19. Forschungsforum diskutiert Zukunft der angewandten Forschung
Beim 19. Forschungsforum am FH CAMPUS 02 forderte die Fachhochschul-Konferenz strukturelle Gleichstellung und eigenständige Doktoratsprogramme.
Das 19. Forschungsforum der österreichischen Fachhochschulen und Hochschulen für Angewandte Wissenschaften (FH/HAW) ist am FH CAMPUS 02 eröffnet worden. Vertreter aus Wissenschaft, Wirtschaft und Politik diskutieren aktuelle Entwicklungen und Zukunftsperspektiven der angewandten Forschung.
FHK-Präsidentin Ulrike Prommer unterstrich die zunehmende Bedeutung der FH/HAW für den österreichischen Innovations- und Wissenschaftsstandort. "Unsere Hochschulen leisten mit ihrer anwendungsorientierten Forschung einen entscheidenden Beitrag zur Lösung zentraler gesellschaftlicher Herausforderungen – von Sicherheit, Digitalisierung und Gesundheitsversorgung bis hin zu Fragen des Klimaschutzes und der Bewältigung von globalen Wirtschaftskrisen", so Prommer.
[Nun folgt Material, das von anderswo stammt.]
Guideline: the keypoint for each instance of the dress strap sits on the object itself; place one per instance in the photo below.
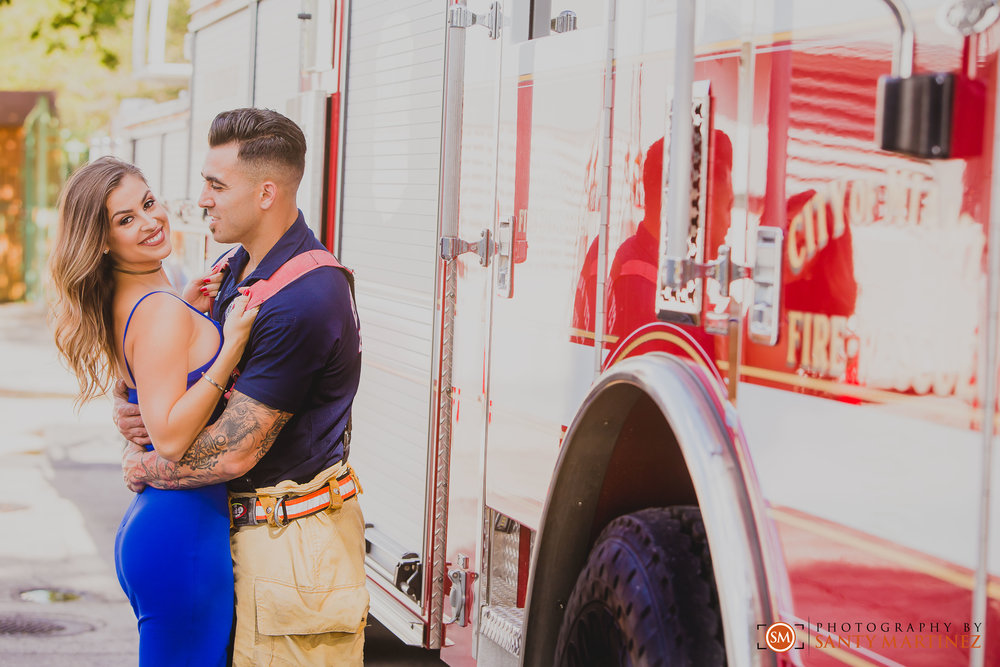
(129, 321)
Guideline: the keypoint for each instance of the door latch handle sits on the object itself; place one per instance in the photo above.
(452, 247)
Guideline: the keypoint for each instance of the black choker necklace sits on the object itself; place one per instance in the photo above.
(137, 273)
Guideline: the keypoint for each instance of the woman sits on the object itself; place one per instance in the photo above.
(116, 316)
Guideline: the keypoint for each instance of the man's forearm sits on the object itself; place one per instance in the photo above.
(225, 450)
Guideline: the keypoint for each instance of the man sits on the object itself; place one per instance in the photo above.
(300, 582)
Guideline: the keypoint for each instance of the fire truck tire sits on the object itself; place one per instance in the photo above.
(646, 596)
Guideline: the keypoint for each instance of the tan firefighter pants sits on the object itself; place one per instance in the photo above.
(300, 588)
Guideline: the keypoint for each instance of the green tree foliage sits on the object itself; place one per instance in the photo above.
(87, 92)
(86, 20)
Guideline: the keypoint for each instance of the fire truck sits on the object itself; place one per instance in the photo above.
(680, 317)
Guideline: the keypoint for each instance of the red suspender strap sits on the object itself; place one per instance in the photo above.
(292, 270)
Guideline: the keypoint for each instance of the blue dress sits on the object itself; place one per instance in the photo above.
(174, 563)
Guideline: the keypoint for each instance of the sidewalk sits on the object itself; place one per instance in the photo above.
(61, 497)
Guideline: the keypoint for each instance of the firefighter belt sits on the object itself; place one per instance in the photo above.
(301, 599)
(278, 509)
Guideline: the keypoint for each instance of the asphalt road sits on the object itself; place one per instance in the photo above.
(61, 499)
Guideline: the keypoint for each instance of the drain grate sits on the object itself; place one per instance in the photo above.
(19, 624)
(46, 595)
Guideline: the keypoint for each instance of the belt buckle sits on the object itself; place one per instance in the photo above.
(279, 505)
(242, 511)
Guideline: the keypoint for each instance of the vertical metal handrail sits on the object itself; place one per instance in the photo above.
(678, 209)
(902, 56)
(446, 285)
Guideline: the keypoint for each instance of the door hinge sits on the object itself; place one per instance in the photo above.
(460, 16)
(452, 247)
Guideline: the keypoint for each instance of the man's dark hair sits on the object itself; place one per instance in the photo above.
(266, 140)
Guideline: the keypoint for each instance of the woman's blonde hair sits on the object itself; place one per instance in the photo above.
(81, 273)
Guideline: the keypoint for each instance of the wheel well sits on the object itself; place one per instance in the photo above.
(620, 456)
(646, 468)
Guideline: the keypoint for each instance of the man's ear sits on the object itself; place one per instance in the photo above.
(268, 194)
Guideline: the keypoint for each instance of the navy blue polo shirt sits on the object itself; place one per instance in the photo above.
(303, 357)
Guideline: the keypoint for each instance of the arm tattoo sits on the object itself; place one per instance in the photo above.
(245, 431)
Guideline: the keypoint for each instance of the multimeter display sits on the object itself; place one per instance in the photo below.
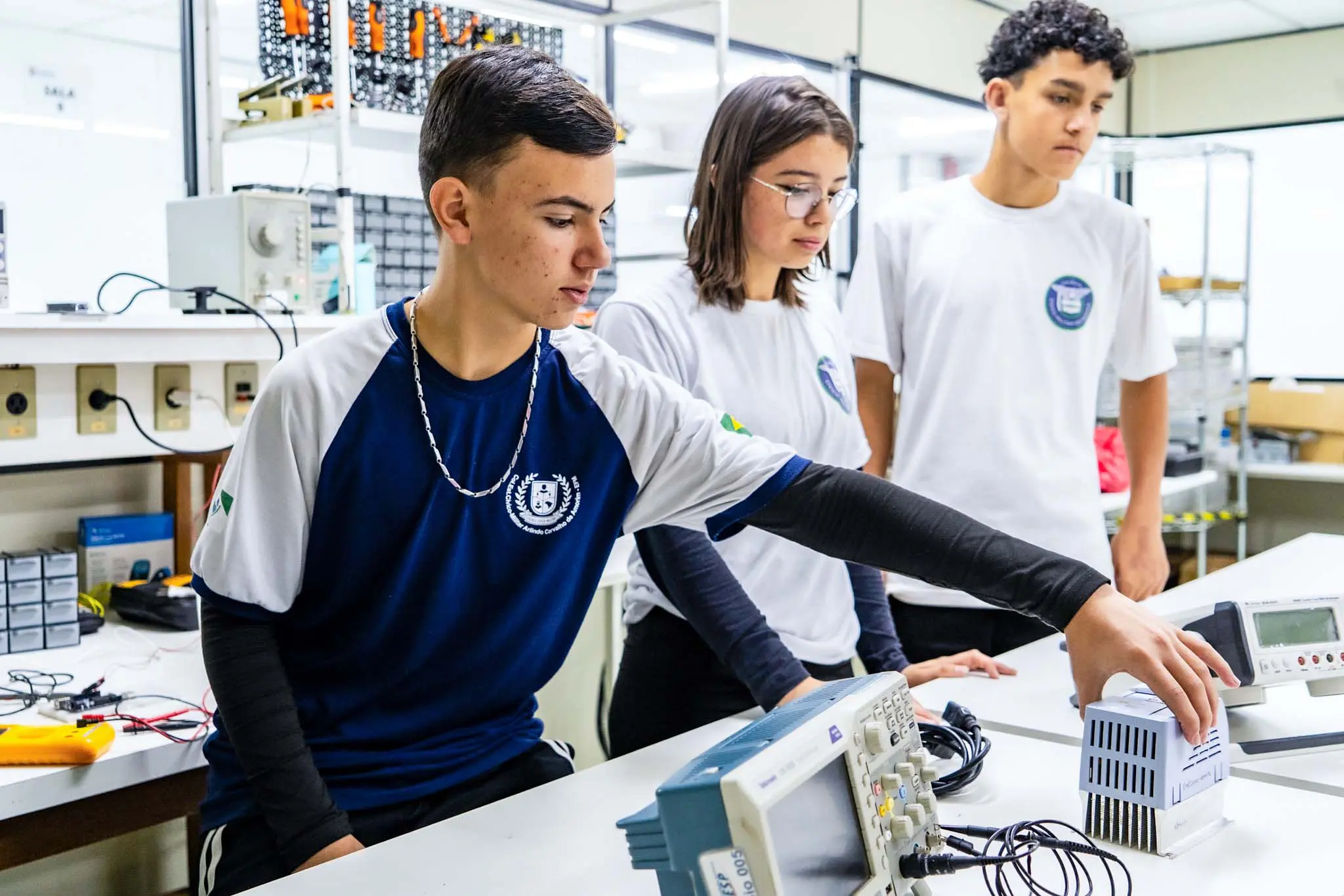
(1295, 628)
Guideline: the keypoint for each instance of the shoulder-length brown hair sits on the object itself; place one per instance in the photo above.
(757, 121)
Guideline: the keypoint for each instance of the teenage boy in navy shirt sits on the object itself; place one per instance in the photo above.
(408, 535)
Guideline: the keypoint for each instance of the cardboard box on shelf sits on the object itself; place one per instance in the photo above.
(1295, 407)
(1217, 562)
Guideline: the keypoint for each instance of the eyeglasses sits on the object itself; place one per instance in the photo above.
(799, 202)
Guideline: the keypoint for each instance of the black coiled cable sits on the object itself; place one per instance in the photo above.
(960, 737)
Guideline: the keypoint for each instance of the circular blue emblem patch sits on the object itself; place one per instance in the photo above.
(1069, 302)
(830, 377)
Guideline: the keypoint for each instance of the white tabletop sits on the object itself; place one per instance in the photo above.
(133, 660)
(561, 840)
(556, 840)
(1035, 703)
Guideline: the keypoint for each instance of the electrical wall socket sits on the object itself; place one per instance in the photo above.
(19, 398)
(240, 390)
(89, 378)
(167, 378)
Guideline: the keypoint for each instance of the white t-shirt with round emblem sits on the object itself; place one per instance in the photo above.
(784, 374)
(999, 321)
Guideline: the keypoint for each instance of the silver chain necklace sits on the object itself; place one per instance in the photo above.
(429, 430)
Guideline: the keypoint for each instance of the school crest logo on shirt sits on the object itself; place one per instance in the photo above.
(1069, 302)
(542, 504)
(830, 377)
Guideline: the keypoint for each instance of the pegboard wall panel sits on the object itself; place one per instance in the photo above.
(397, 46)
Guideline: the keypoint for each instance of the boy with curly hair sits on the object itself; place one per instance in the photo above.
(999, 298)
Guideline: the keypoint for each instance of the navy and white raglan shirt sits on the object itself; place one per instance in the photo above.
(374, 636)
(414, 622)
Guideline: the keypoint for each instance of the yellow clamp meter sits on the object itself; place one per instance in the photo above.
(54, 744)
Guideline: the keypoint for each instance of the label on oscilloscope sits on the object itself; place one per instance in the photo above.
(726, 874)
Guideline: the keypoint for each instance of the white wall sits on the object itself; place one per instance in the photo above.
(1297, 300)
(929, 43)
(1291, 78)
(85, 183)
(800, 27)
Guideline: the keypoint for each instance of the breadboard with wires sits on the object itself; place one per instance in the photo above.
(1144, 785)
(398, 46)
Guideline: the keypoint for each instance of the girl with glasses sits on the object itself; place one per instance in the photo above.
(719, 628)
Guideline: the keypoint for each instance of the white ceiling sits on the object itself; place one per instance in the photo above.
(1156, 24)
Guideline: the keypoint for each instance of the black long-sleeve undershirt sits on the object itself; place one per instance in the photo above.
(867, 520)
(259, 711)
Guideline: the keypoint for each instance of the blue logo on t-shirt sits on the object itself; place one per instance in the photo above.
(830, 377)
(1069, 302)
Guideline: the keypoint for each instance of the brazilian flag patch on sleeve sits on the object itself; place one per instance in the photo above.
(732, 425)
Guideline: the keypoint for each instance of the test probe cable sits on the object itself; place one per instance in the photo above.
(961, 737)
(1015, 861)
(202, 293)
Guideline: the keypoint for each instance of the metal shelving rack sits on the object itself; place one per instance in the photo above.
(1122, 159)
(347, 125)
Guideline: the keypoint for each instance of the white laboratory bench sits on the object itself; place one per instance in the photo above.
(1297, 472)
(143, 779)
(561, 838)
(1035, 702)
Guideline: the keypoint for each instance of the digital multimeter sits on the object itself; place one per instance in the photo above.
(1277, 640)
(54, 744)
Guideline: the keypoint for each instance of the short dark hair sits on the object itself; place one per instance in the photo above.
(483, 104)
(757, 121)
(1030, 35)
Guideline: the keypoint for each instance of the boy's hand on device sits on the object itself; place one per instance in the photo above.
(1110, 633)
(959, 665)
(807, 685)
(343, 847)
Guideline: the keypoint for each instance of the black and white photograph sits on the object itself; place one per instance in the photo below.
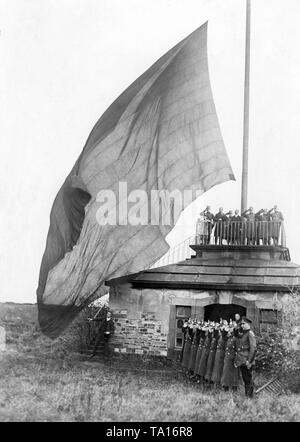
(149, 232)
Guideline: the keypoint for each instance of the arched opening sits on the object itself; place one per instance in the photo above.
(214, 312)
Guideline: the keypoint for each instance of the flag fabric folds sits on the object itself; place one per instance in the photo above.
(161, 133)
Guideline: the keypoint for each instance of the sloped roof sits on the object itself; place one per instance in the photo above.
(219, 273)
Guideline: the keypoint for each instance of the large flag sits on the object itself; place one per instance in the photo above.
(161, 133)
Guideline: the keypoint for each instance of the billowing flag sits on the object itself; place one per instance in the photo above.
(161, 134)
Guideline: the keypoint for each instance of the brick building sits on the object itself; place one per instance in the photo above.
(219, 280)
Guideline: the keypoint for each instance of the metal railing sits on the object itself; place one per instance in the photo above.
(241, 233)
(258, 233)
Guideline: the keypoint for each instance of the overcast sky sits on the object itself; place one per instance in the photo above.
(64, 61)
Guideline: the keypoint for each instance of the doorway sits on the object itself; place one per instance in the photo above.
(214, 312)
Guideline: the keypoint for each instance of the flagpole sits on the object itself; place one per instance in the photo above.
(246, 111)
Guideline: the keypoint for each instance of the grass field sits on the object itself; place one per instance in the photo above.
(41, 380)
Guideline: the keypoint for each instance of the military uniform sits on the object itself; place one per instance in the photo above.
(184, 330)
(106, 330)
(245, 348)
(236, 229)
(230, 375)
(219, 358)
(276, 220)
(211, 356)
(187, 347)
(219, 231)
(208, 219)
(204, 355)
(262, 227)
(250, 227)
(199, 351)
(193, 355)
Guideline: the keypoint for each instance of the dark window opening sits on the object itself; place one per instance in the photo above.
(214, 312)
(182, 312)
(269, 319)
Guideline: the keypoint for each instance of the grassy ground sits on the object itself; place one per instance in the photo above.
(41, 380)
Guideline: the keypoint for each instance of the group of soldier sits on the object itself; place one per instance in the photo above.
(262, 227)
(219, 353)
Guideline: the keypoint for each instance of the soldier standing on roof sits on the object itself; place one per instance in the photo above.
(245, 347)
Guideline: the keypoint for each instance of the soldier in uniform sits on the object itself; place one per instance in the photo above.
(230, 375)
(195, 344)
(187, 345)
(262, 219)
(245, 347)
(250, 225)
(205, 353)
(219, 358)
(236, 227)
(208, 220)
(219, 219)
(106, 330)
(228, 227)
(276, 220)
(199, 350)
(237, 329)
(184, 329)
(212, 354)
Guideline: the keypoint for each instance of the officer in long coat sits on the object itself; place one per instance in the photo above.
(208, 220)
(245, 348)
(219, 358)
(230, 375)
(187, 345)
(211, 355)
(250, 225)
(236, 227)
(276, 221)
(262, 219)
(205, 353)
(193, 353)
(220, 224)
(199, 350)
(184, 330)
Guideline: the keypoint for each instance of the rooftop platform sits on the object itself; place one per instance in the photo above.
(223, 267)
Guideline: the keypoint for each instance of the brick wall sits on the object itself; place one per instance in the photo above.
(142, 335)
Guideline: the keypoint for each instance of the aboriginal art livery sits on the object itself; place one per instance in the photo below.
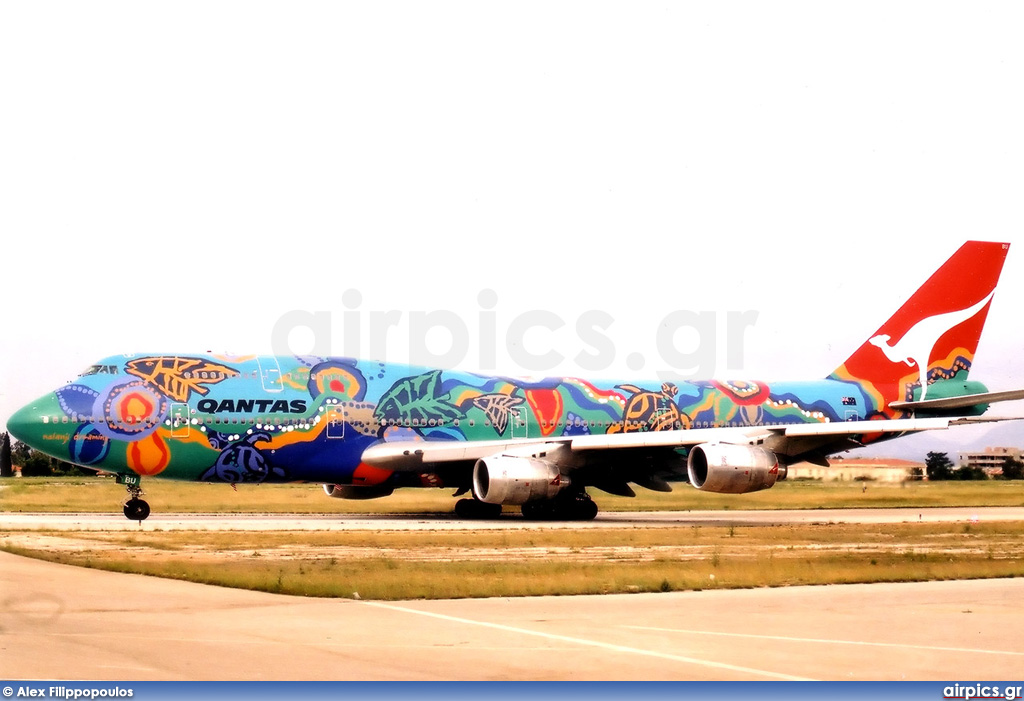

Ein zentrales Thema ist die aktuelle Debatte um eigenständige Doktoratsprogramme an Fachhochschulen. ÖAW-Präsident Heinz Fassmann sprach sich dafür aus, den Zugang zu Doktoraten an Qualitätskriterien zu knüpfen, anstatt ihn FH/HAW grundsätzlich zu verwehren.
"Diese Entwicklung zeigt, dass Qualität und Leistungsfähigkeit unserer Hochschulen Wirkung zeigen. Jetzt gilt es, die nächsten konsequenten Schritte zu setzen – insbesondere durch die Schaffung eigenständiger, akkreditierter Doktoratsprogramme an unseren Hochschulen", erklärte Prommer.
Die österreichischen FH/HAW tragen derzeit mit rund 2.500 Forschungsprojekten und etwa 180 Millionen Euro an jährlichen Forschungsinvestitionen zur Innovationskraft des Landes bei. Charakteristisch für den Sektor ist die enge Verzahnung von Forschung und Praxis, wobei Forschungsergebnisse unmittelbar in wirtschaftliche Anwendungen und gesellschaftliche Lösungen einfließen.
Die FHK sieht nun Bedarf für eine nachhaltige Weiterentwicklung des Systems. Dazu zählen eine verlässliche Forschungsbasisfinanzierung, die strukturelle Gleichstellung mit anderen Hochschulsektoren sowie der Ausbau von forschungsgeleiteten Qualifizierungswegen.
"Eine zukunftsorientierte Hochschulpolitik entscheidet maßgeblich über die Wettbewerbsfähigkeit unseres Landes. Unsere Hochschulen haben das Potenzial, ein zentrales Element dieser Entwicklung zu sein – dieses Potenzial gilt es jetzt voll zu nutzen", betonte FHK-Generalsekretär Kurt Koleznik.
Das Forschungsforum bietet in den kommenden Tagen eine Plattform für intensiven Austausch zu aktuellen Forschungsthemen und zur Weiterentwicklung des Hochschulsektors.